Dino suddenly spread his arms wide.
“Slip-up? Why wait for a slip-up? I give him a bloody big push!”
Out of the corner of his eye, Gideon saw Lem bury his face in his hands in a comical gesture of despair. He decided that it was high time to cut out this element of farce. Too much stark tragedy lay underneath, and was showing through.
“Are you sure you won’t be making a bloody big fool of yourself, Orsini?” he said, sharply. “If you arrive at this Jack Rocco pub, and start shaking and falling about as you’ve been doing here, all you’ll get for your pains is a punch in the stomach or a clout over the head, and the intense strain and anxiety you’ve caused your wife and family – to say nothing of the trouble you’re causing Mr. Lemaitre – will have been in vain.”
Orsini sat down heavily on the nearest chair. His shivering did not stop – on the contrary, it started the whole chair quivering; but a subtle change had taken place. Gideon had the distinct impression that he was shaking not from fear, but from an inner passion th
at came close to fury.
“It is not true that Jack Rocco’s mob will laugh at me. And I tell you why. I have worked out a story that will put the bloody wind up them. I shall say that my brother Mario left me enough incriminating evidence to put Jack and all his top men inside for good. I shall say that unless Rocco pays me a big sum of money – ten, fifteen, twenty thousand pounds – in twenty-four hours, that evidence goes to the police.” Suddenly Orsini’s voice became remarkably steady, and his eyes had a positively dangerous glint. “It is true that when I say all this, my voice will croak and my body will be doing the shakes. But what harm will that do? I am delivering an ultimatum to the murderer of my brothers. It is natural that I show some fear. All that matters is that my message is delivered to Rocco loud and clear. And I tell you exactly what he will say to himself when he get it. ‘These Orsinis are nothing but trouble. But I have killed two of them, and got away with it. Why should I not do the same with the third?’ And he will order his hatchet-men out without thinking twice about it. Do you not agree that this will be so?”
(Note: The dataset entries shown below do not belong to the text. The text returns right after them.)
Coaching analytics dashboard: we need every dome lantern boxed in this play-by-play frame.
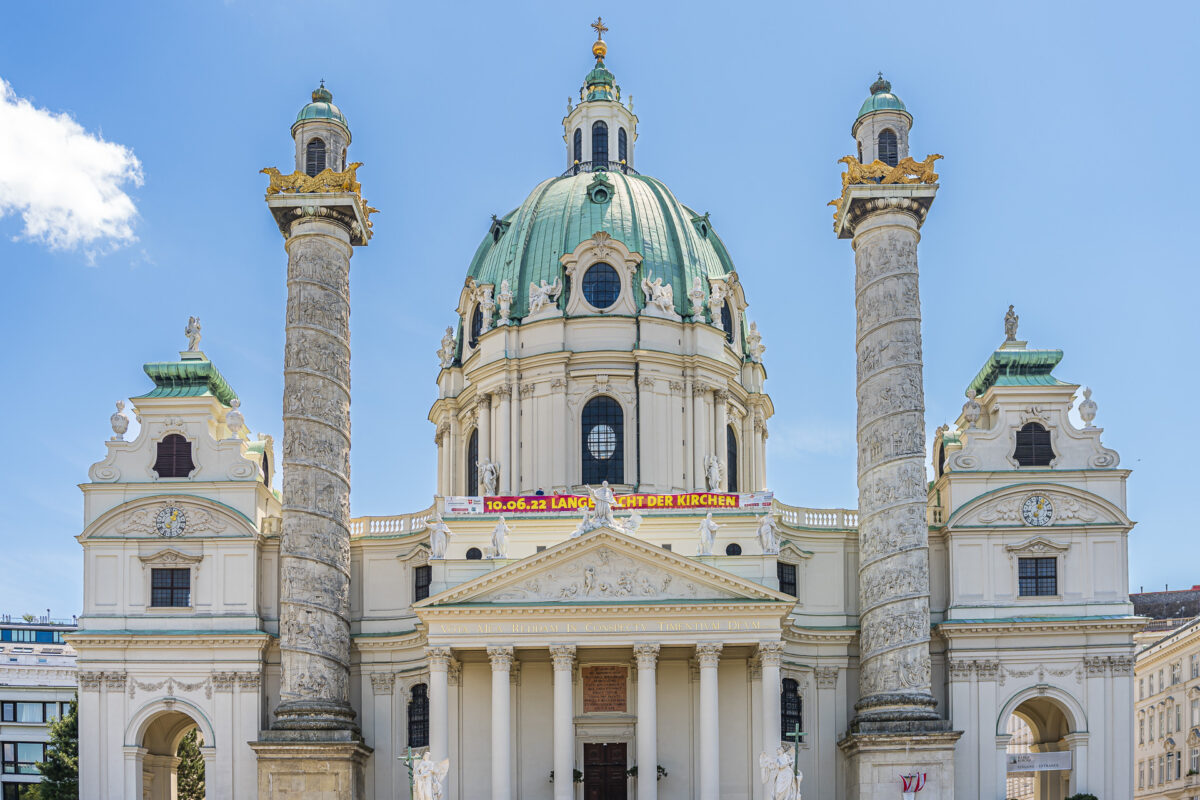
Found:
[850,72,912,167]
[563,17,637,173]
[292,80,350,175]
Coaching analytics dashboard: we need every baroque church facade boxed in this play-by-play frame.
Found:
[70,25,1139,800]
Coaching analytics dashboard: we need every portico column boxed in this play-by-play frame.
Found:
[496,384,512,494]
[487,648,512,800]
[550,644,575,800]
[633,644,659,800]
[696,643,722,800]
[426,648,451,760]
[758,642,784,753]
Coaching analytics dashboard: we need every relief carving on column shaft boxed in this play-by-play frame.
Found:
[550,644,575,672]
[696,642,725,667]
[487,646,512,672]
[814,667,838,688]
[634,644,660,669]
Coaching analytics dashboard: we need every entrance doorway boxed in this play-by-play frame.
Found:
[583,741,629,800]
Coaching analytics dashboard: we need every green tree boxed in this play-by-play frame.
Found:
[32,696,79,800]
[176,728,204,800]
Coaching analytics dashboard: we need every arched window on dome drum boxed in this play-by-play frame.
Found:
[721,301,733,344]
[725,425,738,492]
[467,428,479,497]
[580,395,625,486]
[592,121,608,169]
[779,678,804,741]
[880,128,900,167]
[1013,422,1054,467]
[467,305,484,349]
[408,684,430,747]
[304,139,325,178]
[154,433,196,477]
[583,261,620,311]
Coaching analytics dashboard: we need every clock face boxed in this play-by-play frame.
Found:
[1021,494,1054,525]
[154,505,187,537]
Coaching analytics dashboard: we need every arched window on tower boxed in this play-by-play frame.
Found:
[154,433,196,477]
[592,120,608,169]
[581,395,625,486]
[880,128,900,167]
[408,684,430,747]
[1013,422,1054,467]
[304,139,325,178]
[467,428,479,497]
[779,678,804,741]
[725,425,738,492]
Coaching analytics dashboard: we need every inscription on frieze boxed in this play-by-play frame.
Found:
[580,664,629,714]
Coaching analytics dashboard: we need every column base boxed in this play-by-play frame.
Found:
[838,720,962,800]
[250,730,372,800]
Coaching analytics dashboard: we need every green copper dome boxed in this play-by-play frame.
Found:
[292,80,350,133]
[468,172,733,319]
[856,72,912,121]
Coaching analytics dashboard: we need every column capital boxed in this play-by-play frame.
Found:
[758,642,784,667]
[425,648,454,672]
[487,646,512,672]
[696,642,725,669]
[550,644,575,672]
[634,644,660,669]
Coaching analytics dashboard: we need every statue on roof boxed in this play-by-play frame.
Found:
[1004,306,1021,342]
[184,317,200,353]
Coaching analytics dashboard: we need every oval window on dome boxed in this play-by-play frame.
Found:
[583,261,620,311]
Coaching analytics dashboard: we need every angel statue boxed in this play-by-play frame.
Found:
[479,458,500,497]
[496,278,512,325]
[427,513,454,559]
[698,511,720,555]
[413,751,450,800]
[758,745,804,800]
[438,325,454,369]
[704,456,725,492]
[529,278,563,314]
[588,481,617,528]
[642,271,674,314]
[491,517,512,559]
[688,275,707,323]
[184,317,200,353]
[758,511,779,555]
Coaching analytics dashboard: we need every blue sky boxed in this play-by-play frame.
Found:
[0,0,1200,615]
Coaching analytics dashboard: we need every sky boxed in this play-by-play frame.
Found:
[0,0,1200,616]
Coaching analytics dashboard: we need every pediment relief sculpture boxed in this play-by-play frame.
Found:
[478,547,734,602]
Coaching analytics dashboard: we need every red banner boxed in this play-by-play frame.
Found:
[484,492,752,513]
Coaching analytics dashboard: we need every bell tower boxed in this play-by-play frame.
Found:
[252,85,371,800]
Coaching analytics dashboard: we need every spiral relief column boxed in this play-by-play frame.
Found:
[251,86,371,800]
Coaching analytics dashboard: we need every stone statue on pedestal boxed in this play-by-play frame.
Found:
[698,511,720,555]
[428,513,454,559]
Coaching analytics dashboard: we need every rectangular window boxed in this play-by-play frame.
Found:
[413,564,433,602]
[150,569,192,608]
[0,741,46,775]
[775,561,797,597]
[1016,558,1058,597]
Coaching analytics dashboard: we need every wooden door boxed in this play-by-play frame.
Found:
[583,741,629,800]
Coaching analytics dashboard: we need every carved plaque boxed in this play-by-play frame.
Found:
[580,664,629,714]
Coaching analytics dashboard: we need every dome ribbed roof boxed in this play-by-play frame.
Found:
[468,172,733,318]
[293,80,350,132]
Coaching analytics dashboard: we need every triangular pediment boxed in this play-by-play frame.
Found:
[416,528,796,608]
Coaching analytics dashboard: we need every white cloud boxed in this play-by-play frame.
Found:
[0,78,142,260]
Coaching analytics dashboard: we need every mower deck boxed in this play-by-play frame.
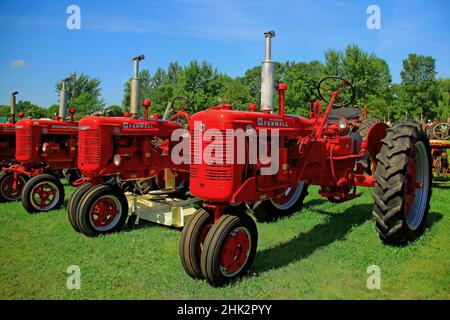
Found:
[126,193,196,228]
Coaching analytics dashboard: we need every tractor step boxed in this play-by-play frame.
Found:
[126,193,197,228]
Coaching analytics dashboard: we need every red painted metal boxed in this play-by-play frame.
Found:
[31,183,58,209]
[2,118,78,195]
[78,104,189,183]
[220,228,251,274]
[190,82,387,221]
[90,198,118,227]
[0,123,16,165]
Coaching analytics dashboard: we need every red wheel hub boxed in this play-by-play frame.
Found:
[197,223,212,257]
[405,158,423,215]
[31,182,58,209]
[1,175,24,199]
[220,227,251,275]
[91,198,118,227]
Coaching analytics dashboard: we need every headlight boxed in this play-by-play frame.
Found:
[113,154,122,167]
[338,117,347,130]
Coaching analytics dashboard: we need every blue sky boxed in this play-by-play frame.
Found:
[0,0,450,106]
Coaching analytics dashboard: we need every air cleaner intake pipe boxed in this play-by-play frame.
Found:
[58,77,70,121]
[11,91,19,123]
[261,31,275,113]
[130,54,145,118]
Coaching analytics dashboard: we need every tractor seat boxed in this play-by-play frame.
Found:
[328,107,361,121]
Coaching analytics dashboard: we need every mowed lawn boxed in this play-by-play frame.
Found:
[0,182,450,299]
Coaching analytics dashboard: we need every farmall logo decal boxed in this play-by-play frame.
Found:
[0,126,16,130]
[123,122,153,129]
[258,118,288,127]
[52,124,78,130]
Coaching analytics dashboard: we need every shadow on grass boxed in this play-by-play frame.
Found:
[252,204,373,273]
[301,198,329,210]
[426,211,444,229]
[252,204,442,274]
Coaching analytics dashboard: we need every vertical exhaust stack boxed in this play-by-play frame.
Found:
[11,91,19,123]
[130,54,145,118]
[261,31,275,113]
[58,77,70,121]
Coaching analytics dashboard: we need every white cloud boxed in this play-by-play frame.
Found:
[9,59,27,69]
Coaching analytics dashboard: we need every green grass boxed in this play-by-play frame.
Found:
[0,182,450,299]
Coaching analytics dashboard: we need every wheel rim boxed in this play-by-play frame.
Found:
[89,195,122,231]
[197,223,212,257]
[405,141,430,230]
[0,174,25,201]
[31,181,60,211]
[270,181,305,210]
[220,227,252,278]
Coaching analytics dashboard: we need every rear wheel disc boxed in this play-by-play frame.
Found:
[0,172,26,201]
[31,181,61,211]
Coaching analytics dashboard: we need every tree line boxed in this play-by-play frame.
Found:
[0,45,450,121]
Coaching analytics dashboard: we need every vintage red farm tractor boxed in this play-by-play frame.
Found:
[0,91,24,202]
[67,55,189,236]
[180,32,431,286]
[0,80,78,213]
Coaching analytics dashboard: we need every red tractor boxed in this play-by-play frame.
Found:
[0,81,78,213]
[0,91,24,202]
[67,55,189,236]
[180,32,431,286]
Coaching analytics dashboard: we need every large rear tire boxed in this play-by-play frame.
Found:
[76,185,128,237]
[200,213,258,287]
[252,181,308,222]
[180,208,214,279]
[373,121,432,245]
[67,182,92,232]
[22,173,65,213]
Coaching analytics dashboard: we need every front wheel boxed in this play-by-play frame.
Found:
[76,184,128,237]
[200,213,258,287]
[373,121,432,245]
[179,208,214,279]
[0,172,27,202]
[22,174,65,213]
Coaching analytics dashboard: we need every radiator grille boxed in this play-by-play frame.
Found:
[190,130,234,181]
[78,129,101,164]
[16,129,32,158]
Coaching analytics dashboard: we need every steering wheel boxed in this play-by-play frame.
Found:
[317,76,356,107]
[163,96,192,127]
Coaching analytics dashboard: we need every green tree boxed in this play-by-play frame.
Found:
[433,79,450,121]
[285,61,326,116]
[325,45,392,119]
[56,73,105,119]
[122,69,153,111]
[394,53,439,119]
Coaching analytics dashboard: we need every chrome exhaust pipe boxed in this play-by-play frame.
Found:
[261,31,275,113]
[130,54,145,118]
[58,77,71,121]
[10,91,19,123]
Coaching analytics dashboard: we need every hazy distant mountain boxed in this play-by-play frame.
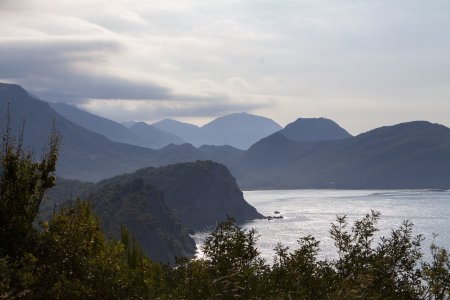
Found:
[153,113,282,149]
[50,103,184,149]
[120,121,137,128]
[129,122,185,149]
[240,121,450,189]
[152,119,201,145]
[0,84,158,181]
[280,118,352,141]
[89,178,195,262]
[201,113,282,149]
[49,103,144,146]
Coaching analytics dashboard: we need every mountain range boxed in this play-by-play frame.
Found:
[152,113,282,150]
[0,84,450,189]
[40,161,263,262]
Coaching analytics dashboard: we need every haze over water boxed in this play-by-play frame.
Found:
[196,190,450,262]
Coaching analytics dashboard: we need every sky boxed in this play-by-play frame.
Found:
[0,0,450,134]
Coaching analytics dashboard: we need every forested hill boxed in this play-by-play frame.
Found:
[41,161,263,262]
[97,161,262,229]
[240,121,450,189]
[88,179,196,263]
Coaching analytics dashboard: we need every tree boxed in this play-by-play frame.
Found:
[203,218,267,299]
[0,122,59,257]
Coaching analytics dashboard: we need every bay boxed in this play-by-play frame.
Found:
[194,190,450,262]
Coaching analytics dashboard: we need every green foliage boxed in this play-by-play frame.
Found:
[203,218,266,299]
[0,123,59,257]
[0,124,450,299]
[423,238,450,299]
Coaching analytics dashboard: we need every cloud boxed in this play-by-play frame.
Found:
[81,100,266,123]
[0,0,450,132]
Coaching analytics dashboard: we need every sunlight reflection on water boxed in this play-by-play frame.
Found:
[194,190,450,262]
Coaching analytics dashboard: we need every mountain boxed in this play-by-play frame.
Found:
[153,113,282,149]
[240,121,450,189]
[0,83,159,181]
[129,122,185,149]
[89,178,195,263]
[40,161,262,262]
[201,113,282,149]
[152,119,201,146]
[50,103,184,149]
[280,118,352,141]
[49,103,144,146]
[97,161,262,230]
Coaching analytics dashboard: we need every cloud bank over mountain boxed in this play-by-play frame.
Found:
[0,0,450,133]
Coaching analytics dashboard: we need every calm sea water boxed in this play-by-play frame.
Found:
[194,190,450,262]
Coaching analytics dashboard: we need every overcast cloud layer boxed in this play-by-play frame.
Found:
[0,0,450,133]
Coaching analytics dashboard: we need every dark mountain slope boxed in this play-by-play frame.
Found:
[98,161,262,229]
[246,122,450,189]
[89,179,195,262]
[280,118,352,141]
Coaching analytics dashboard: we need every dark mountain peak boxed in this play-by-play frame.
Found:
[280,118,352,141]
[89,176,195,262]
[99,161,262,229]
[356,121,450,143]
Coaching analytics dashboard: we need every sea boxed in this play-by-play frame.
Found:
[194,190,450,264]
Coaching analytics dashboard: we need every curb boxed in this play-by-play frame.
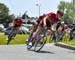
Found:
[55,42,75,50]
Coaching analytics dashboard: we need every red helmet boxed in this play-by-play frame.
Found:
[57,10,64,16]
[13,18,23,25]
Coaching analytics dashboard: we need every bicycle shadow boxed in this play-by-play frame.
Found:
[29,49,55,54]
[37,51,54,54]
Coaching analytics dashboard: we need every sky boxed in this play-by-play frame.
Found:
[0,0,72,17]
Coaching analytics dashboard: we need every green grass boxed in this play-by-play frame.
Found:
[0,34,28,45]
[0,33,75,45]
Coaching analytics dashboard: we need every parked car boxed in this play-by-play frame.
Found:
[4,26,30,35]
[0,24,4,32]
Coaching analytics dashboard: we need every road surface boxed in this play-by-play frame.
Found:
[0,44,75,60]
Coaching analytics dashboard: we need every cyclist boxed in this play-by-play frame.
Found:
[7,17,23,44]
[29,10,64,46]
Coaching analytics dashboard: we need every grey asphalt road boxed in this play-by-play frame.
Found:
[0,44,75,60]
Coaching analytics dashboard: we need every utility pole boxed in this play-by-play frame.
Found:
[36,4,40,16]
[72,0,75,23]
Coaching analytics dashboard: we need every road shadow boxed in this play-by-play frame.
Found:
[36,51,54,54]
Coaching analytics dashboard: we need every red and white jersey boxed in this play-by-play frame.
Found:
[48,12,60,23]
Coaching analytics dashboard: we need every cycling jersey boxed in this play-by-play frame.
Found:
[48,12,60,23]
[13,18,23,26]
[37,15,45,24]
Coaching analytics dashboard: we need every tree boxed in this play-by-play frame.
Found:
[0,3,14,26]
[58,1,75,23]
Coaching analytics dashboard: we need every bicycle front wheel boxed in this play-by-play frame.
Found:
[34,36,47,52]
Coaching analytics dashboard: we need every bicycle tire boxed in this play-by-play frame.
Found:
[7,31,15,45]
[34,36,47,52]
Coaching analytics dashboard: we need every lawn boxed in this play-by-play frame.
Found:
[0,33,75,45]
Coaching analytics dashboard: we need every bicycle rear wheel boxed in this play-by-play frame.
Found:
[7,31,16,45]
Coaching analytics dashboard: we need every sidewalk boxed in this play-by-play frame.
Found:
[55,42,75,50]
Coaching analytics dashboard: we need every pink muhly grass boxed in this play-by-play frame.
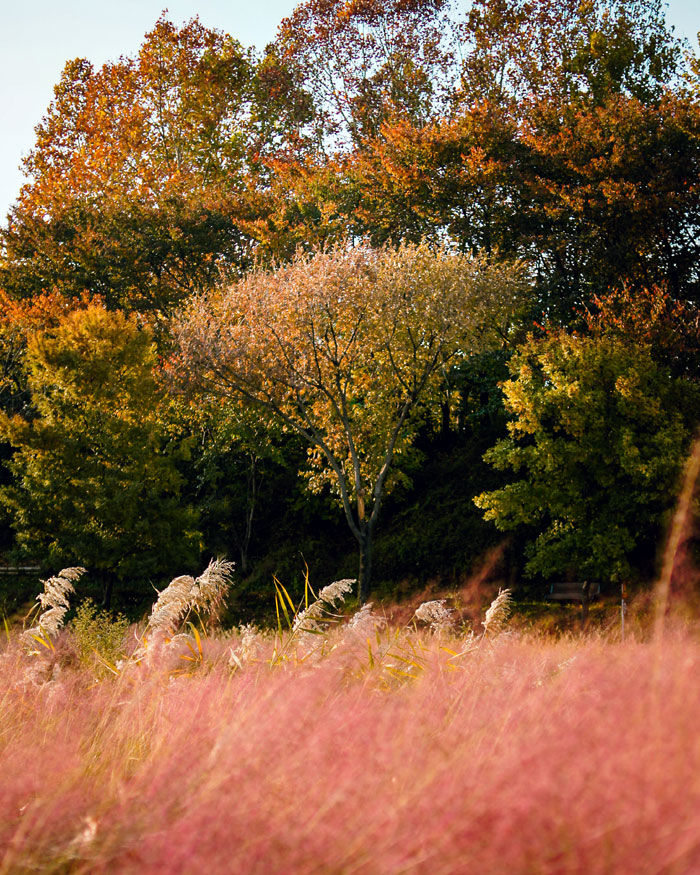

Gideon frowned and glanced at Lemaitre.
“What do you think, Lem? You’ve had dealings with Rocco.”
Lemaitre didn’t hesitate.
“This will be so, all right, with a ruddy vengeance! If Dino gets near any of Rocco’s henchmen and delivers that spiel there’s no one in Soho who’d give tuppence for his chances of living through the next twenty-four hours.”
“That I don’t mind,” Dino said simply, “as long as I am the last person whom Rocco ever kills.”
Gideon could not help being impressed, but he did his best to dissuade the plump restaurateur.
“You can’t tell me your wife shares those feelings. Have you asked yourself if you are being fair to her?”
“Repeatedly, Commander, but you see – Nicholas and Mario had wives and children too.”
There was a tense pause. Gideon, defeated, retreated behind his biscuits and coffee. The biscuits stuck in his throat; he gulped down the rest of the coffee and then turned to Lemaitre.